Xin Qiang, deputy director of the Center for US Studies at Fudan University, told the Global Times on Tuesday that though both sides hoped to repair ties, cracks and mistrust that emerged from the Trump administration cannot be fixed through one single tour. Moreover, the costs for different countries to join the US-led rivalry against China are different and the US cannot and will not compensate for their losses, Xin noted.
Divergence in solidarity
Before the EU-US summit, Biden also attended the NATO summit meeting on Tuesday and the G7 leaders' summit which concluded on Sunday.
The NATO communiqué designated China as presenting "systematic challenges" to international order, citing China's expansion in its nuclear arsenal, being "opaque" about military modernization and military cooperation with Russia.
NATO chief Jens Stoltenberg warned China was "coming closer" in military and technological terms but he stressed the alliance did not want a new Cold War with China.
The claims sparked firmly hit-backs and both Chinese Foreign Ministry and its Commission to EU said the Chinese people will never forget the NATO bombing of the Chinese Embassy in Yugoslavia.
Foreign Ministry spokesperson Zhao Lijian on Tuesday slammed the NATO as playing double standards in its attacks. China spends less than global average and one fifth of NATO members in military expenditure per capita, Zhao Lijian said.
The Commission said NATO's claims have slandered China's peaceful development, misjudged the international situation and its own role, and continued the Cold War mentality mixed with group politics.
The NATO, born from an era of ideological confrontation, puts China into strategic view so that it can prove its relevance in the current world, Cui said.
The alliance wanted to use US-China rivalry to argue its political dimension beyond the traditional military and security dimensions, while the US wanted to weaponize NATO in its toolkit against China, the expert said.
Closing on Sunday, the G7 leaders' summit, with the US and some European countries at the core, also played ideology and values card in forming a so-called united front in bashing China in an attempt to maintain global governance.
Almost every issue on which Washington has recently attacked China has been mentioned in the G7 communiqué, but attitudes were expressed in different degrees of tone.
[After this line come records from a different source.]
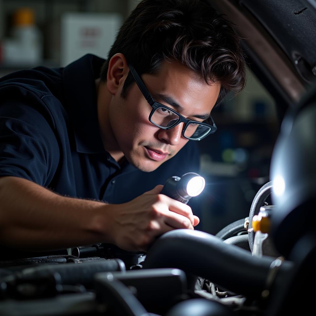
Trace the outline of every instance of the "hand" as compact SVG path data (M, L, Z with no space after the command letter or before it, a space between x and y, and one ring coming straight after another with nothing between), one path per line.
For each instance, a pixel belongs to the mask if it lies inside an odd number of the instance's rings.
M109 233L113 242L130 251L146 251L155 237L176 228L193 229L198 218L188 205L160 194L157 185L134 200L112 204Z

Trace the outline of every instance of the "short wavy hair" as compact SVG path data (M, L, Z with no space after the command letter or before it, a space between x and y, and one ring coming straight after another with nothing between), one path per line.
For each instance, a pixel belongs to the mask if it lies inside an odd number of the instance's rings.
M228 92L245 86L244 55L231 22L206 0L143 0L121 27L101 71L106 81L109 61L124 54L139 74L155 74L164 61L175 60L209 84L221 84L216 105ZM134 82L130 72L121 96Z

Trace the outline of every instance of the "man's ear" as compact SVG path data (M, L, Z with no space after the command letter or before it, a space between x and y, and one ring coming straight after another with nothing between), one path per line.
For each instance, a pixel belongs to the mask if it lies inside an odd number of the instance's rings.
M121 53L113 55L109 62L106 76L106 87L110 93L115 94L122 86L130 68L125 56Z

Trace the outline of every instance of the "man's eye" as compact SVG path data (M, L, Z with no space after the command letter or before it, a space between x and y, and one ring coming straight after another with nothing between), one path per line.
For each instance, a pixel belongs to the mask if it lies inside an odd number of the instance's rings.
M171 112L169 110L165 109L164 107L160 107L158 110L163 114L170 114Z

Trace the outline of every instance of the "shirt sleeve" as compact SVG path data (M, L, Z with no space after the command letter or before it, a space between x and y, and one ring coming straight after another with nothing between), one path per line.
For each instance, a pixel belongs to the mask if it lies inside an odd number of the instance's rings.
M45 186L58 166L53 118L42 100L21 87L0 89L0 176Z

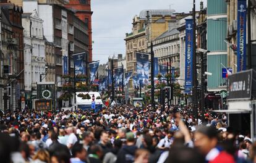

CNN reported that the seven leaders aired serious differences over how best to approach China during a session of the G7 summit. German, Italian and European Union leaders in particular, opposed dealing with China in a confrontational manner.
Michele Geraci, former undersecretary of state at the Italian Ministry of Economic Development, told the Global Times that it is a challenging task for Italy to strengthen economic ties with China on one hand and reaffirm alliance with Europe and NATO partners on the other.
The two are not really in conflict, the problem is that certain people are using the geopolitical alliance as an excuse to hurt the Chinese economy, which will hurt Italian and European companies and lead to a lose-lose situation, Geraci said.
Commenting on recent interactions of China, US and EU, Zhao said at Tuesday's press conference that cooperation far exceeds competition and consensus far exceeds differences in China-EU relations. We are two major forces in the multi-polar world, and China hopes the EU will strengthen its autonomy, not to be hijacked by the US which wants to use ideology to create an anti-China clique.